Sunday, June 19, 2011

Natalie Young



"The West Room"

"Weeping Silo"

"Stasis"

"Georgia & Sabine, #30"

"Georgia & Sabine, #31"

Georgia & Sabine, #19"

Georgia & Sabine, #34"

"Mosaic"

"Small World"

"Gridlock"


Natalie Young Biography from her web site:

Natalie is an award-winning photographer based in Los Angeles. She was nominated for the 2010 Baum Award for Emerging American Photographers and was a winner in PhotoLucida’s 2008 Critical Mass competition.  Her work has been published in Lenswork, SHOTS, and  Black & White Photography.  Recent exhibitions include Lightspace Gallery in North Carolina, Newspace Center of Photography in Oregon, as well as international exhibitions in  China and Lithuania.   Natalie’s work is in the collection of Museum of Fine Arts Houston, as well as private collections around the country.  Her first published monograph, Georgia & Sabine, was released in 2009.

Originally from the South, Natalie relocated to the west coast in 2000.  She now lives in Manhattan Beach, CA with her miniature dachshund, Georgia, and plays a lot of beach volleyball.
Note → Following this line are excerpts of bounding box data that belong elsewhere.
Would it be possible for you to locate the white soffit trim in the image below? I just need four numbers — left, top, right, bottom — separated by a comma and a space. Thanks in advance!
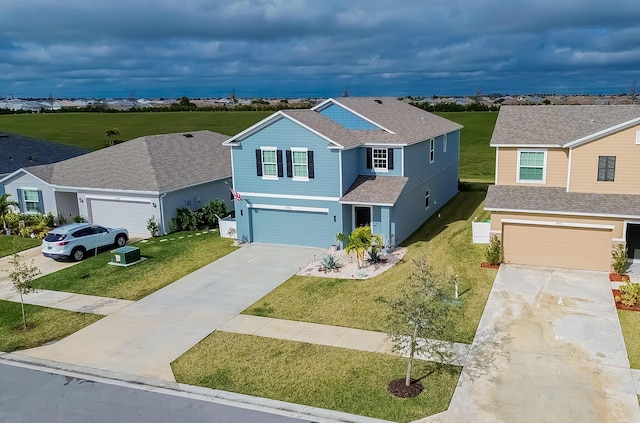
502, 219, 615, 230
484, 207, 640, 219
563, 117, 640, 148
239, 195, 340, 201
311, 97, 396, 135
247, 203, 329, 213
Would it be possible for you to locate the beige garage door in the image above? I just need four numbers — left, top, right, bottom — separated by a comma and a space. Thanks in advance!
502, 223, 612, 271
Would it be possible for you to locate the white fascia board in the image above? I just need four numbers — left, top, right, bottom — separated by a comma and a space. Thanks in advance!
222, 110, 284, 147
489, 144, 563, 148
311, 98, 396, 135
484, 207, 640, 219
563, 117, 640, 148
247, 203, 329, 213
502, 219, 615, 230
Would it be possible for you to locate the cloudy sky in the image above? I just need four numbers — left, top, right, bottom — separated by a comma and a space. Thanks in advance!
0, 0, 640, 97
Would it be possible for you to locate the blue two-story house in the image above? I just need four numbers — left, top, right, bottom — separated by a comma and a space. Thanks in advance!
224, 97, 462, 247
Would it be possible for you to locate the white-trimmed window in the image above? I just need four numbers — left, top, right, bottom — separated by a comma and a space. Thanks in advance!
372, 148, 389, 170
429, 138, 436, 163
291, 148, 309, 181
260, 147, 278, 178
517, 150, 547, 183
22, 189, 41, 213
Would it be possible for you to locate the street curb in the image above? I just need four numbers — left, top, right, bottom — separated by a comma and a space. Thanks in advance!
0, 352, 392, 423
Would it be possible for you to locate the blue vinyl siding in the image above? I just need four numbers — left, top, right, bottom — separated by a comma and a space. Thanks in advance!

Natalie is represented by Kevin Longino Fine Photographs (see link above).


Artist's Statements:

The Farm:

My photographs frequently explore the connection of the past to the present, and the relationship of people to their environment.  Personal identity and cultural history are often attached to a sense of place, and this can have a strong influence over the texture and stories of our life.  I am very interested in the experience of family and cultural history ... the need for a story that ties us to a larger meaning, and the extent to which we either inherit larger stories or attempt to create newer ones.
 
‘The Farm’ series was photographed in Kansas over the past decade, on the family farm.  The land has been in the family for many generations and much of the family's roots, identity, and stories are tied to this particular plot of earth.  This project is about place and history, about memory and story.  It's about the things that tie us together, and the things that bring us back.

Georgia & Sabine:

Georgia and Sabine are my two girls, miniature dachshunds, who I've been photographing for years.  Each image is a quiet moment on an ordinary day, just like a thousand other moments taken for granted. My relationship with them has always been very up-close and personal, as are my photographs. Taken at eye level in a domestic environment, the portraits have an intimacy that takes the viewer closer to the thin line that separates we human animals from our pets. There is a sense of waiting and anticipation in these photographs that is unique to the routine life of a domesticated pet. Yet I think this feeling of expectation often resonates with the viewer as part of the human experience, where much of our life is spent in ordinary activities with the anticipation of something bigger or more exciting around the corner.  These somewhat unremarkable moments string together to create a life, and it is often in their midst where we find beauty, joy, and peace.

Elements:

I am equally comfortable immersed in an urban environment or in the natural world, and perhaps this is the reason for my attraction to the contest between the man-made and the organic, particularly where one seems to be holding the upper hand.  Urban development and nature are in constant negotiation, and we are witness to their many small dramas going on around us all the time. There is an aching beauty that hangs in the balance of the moment, and always hints at what just was, or what soon will be.